Regarding the name: I really like BufferViewFlowAnalysis, as it expresses the property of data flow between different Value nodes.

This alias analysis should indeed not exist. It is broken in several different ways, and only works now because well.. luck mostly

This also sounds a bit misleading. At the time of implementing, we had to introduce a specialized and domain-specific version that collects all aliases depending on the "flow" of a given value. This analysis was never intended to serve as a universal global program analysis. However, I agree that it might be beneficial to replace this analysis implementation by the ones available right now.

I've worked around this issue in my own code now, so what do you think about me just doing this rename? Then there will be no confusion between this pass and the new AliasAnalysis (and their definitions of aliasing). I think that confusion is good to avoid, and since I have a different solution for my own use case, I can avoid creating more confusion by creating another Analysis at this time.

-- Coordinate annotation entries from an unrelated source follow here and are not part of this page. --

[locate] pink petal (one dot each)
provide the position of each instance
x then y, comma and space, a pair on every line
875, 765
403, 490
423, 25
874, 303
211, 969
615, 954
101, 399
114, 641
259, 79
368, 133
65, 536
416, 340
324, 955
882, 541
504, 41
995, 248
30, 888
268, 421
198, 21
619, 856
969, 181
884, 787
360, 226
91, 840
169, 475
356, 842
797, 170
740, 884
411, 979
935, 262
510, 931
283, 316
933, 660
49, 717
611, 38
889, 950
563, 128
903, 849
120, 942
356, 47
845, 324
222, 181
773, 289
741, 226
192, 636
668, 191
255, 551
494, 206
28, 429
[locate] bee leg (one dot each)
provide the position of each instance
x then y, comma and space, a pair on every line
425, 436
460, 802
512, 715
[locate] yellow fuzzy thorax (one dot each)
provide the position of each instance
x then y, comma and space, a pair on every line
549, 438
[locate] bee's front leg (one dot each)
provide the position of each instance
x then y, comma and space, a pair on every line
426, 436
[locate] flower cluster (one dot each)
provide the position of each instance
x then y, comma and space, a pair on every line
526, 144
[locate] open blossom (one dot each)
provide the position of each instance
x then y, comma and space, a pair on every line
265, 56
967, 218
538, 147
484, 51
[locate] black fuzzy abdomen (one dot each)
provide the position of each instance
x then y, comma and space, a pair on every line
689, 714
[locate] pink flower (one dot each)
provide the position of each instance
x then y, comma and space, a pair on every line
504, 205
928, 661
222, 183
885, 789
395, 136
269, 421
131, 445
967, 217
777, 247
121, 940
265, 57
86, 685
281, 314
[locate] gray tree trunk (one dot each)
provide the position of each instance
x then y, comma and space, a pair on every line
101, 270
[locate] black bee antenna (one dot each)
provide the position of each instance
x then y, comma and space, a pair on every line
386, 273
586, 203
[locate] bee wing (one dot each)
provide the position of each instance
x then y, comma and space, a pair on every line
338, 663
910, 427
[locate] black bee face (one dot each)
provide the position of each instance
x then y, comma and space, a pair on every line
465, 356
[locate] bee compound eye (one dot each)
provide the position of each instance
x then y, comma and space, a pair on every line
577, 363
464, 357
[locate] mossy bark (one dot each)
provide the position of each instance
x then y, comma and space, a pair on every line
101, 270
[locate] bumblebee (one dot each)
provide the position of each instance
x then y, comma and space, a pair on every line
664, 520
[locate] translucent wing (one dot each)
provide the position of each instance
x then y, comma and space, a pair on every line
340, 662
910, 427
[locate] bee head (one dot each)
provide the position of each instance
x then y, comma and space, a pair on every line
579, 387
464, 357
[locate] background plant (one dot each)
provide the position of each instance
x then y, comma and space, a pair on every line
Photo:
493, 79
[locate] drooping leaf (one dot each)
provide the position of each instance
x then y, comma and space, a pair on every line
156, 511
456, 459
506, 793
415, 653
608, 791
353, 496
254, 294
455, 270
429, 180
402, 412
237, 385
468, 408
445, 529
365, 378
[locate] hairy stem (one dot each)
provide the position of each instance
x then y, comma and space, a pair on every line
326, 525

herhut added a comment.May 7 2021, 2:13 AM

I've worked around this issue in my own code now, so what do you think about me just doing this rename? Then there will be no confusion between this pass and the new AliasAnalysis (and their definitions of aliasing). I think that confusion is good to avoid, and since I have a different solution for my own use case, I can avoid creating more confusion by creating another Analysis at this time.

+1 to renaming it to avoid confusion in the future.

I've worked around this issue in my own code now, so what do you think about me just doing this rename? Then there will be no confusion between this pass and the new AliasAnalysis (and their definitions of aliasing). I think that confusion is good to avoid, and since I have a different solution for my own use case, I can avoid creating more confusion by creating another Analysis at this time.

+1 to renaming it to avoid confusion in the future.

+1 to renaming :)

tpopp updated this revision to Diff 343669.May 7 2021, 7:10 AM

Change this patch to just a rename and expanded documentation.

This revision was not accepted when it landed; it landed in state Needs Review.May 7 2021, 7:13 AM
This revision was landed with ongoing or failed builds.
This revision was automatically updated to reflect the committed changes.